Expectations that high prices between feedyards and meatpackers could tumble have so far amounted to little, with sales still averaging above futures prices. That has given traders confidence that futures contracts have further room for gains, which rose for their fourth consecutive session on Monday.
April live cattle futures rose 105 to $121, the June contract gained 50 to $112, and April feeders gained 155 to $135.
Hog futures, however, were unchanged on Monday. April lean hog futures closed at 63.32, and the May contract gained 35 to 69.35.
Grain futures bounced Monday, on the eve of a government supply-and-demand report that was expected to forecast increasing supplies.
Corn futures found some strength on heavy rains in Argentina, which have delayed the local corn harvest, while rains in the U.S. are also complicating early planting.
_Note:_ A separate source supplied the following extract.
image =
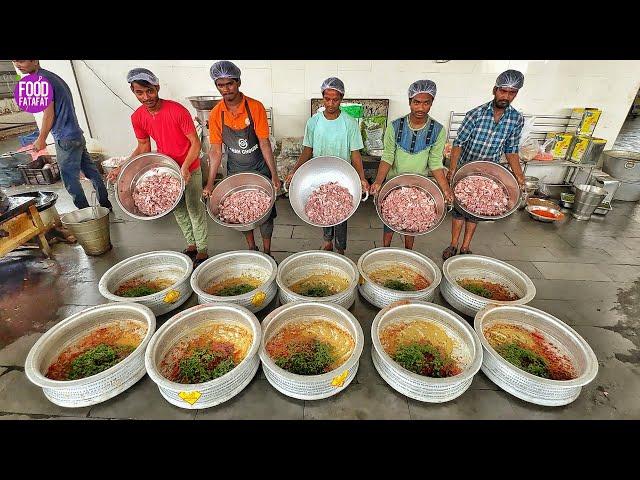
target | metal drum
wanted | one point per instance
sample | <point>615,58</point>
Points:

But those weather troubles aren’t expected to change the broader outlook of rising grain and oilseed supplies that USDA is expected to confirm in a report today.
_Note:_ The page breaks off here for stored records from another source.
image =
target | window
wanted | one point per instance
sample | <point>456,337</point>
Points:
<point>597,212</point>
Wheat futures rose, as regulatory data on Friday showed managed funds increasing their short positions. Soybeans, however, were steady on Monday as traders will be closely watching the USDA’s domestic ending stocks estimate for 2016-2017, which analysts surveyed by The Wall Street Journal expect at 447 million bushels, up from its previous estimate of 435 million.
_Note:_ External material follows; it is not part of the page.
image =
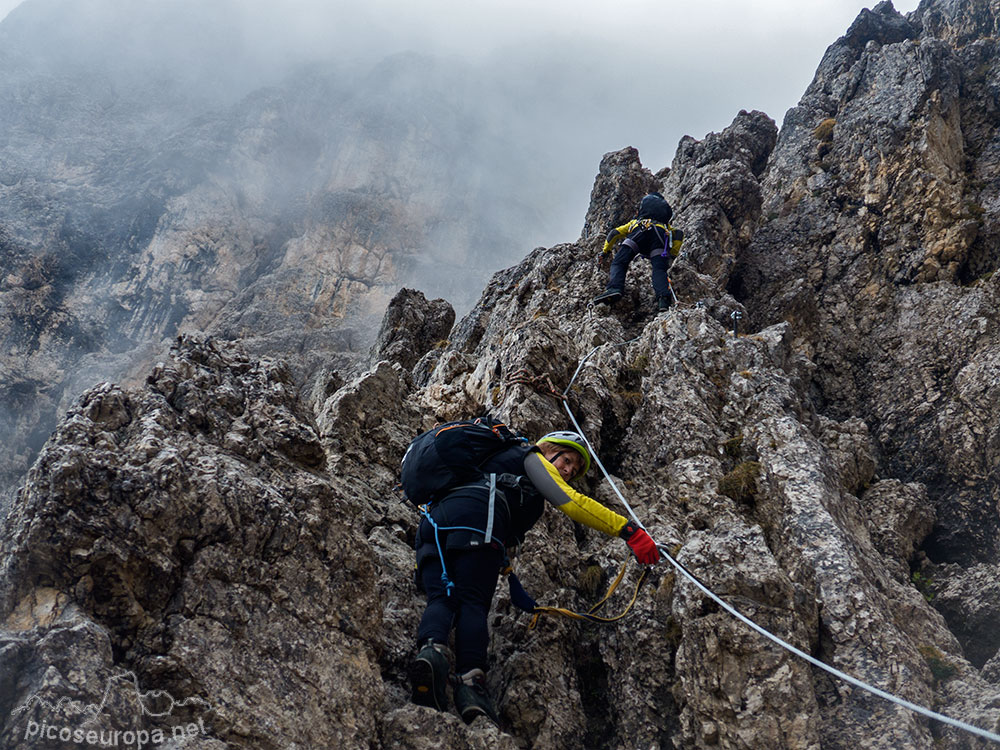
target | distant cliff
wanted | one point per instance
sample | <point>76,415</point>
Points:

May corn rose 7 ½ to $3.67 May Chicago wheat rose 4 ¾ to $4.28, May KC wheat gained 3 ¾ to $4.25, and May soybeans closed at $9.41, down ¼.
Cotton futures started the week with a big bounce, with the May contract gaining 169 to 75.15, and July jumping 134 to 76.81.
Oil futures are on their longest winning streak since August as production outages in Libya and Canada, and concerns related to last week’s U.S. airstrike in Syria add further fuel to a rally.
Prices hit fresh one-month highs, the latest peak in a rally that has gone almost uninterrupted for two weeks. May crude gained 84 cents to $53.08 a barrel, Gasoline futures rose 1.19 cents to $1.75 a gallon, Diesel futures rose 1.89 cents to $1.64 a gallon.
Natural-gas futures fell Monday, continuing a small retreat from 2 1/2-month highs as analysts say mild weather may limit demand and the market’s ability to keep rallying.
May Natural gas fell 2.3 cents to $3.23.
On Wall Street, stocks ended a choppy session up slightly on Monday as gains in energy shares offset losses in financials ahead of bank quarterly earnings this week. The Dow gained 2 to 20,658, the Nasdaq closed at 5,880, up 3 and the S&P 500 gained 1 to 2,357.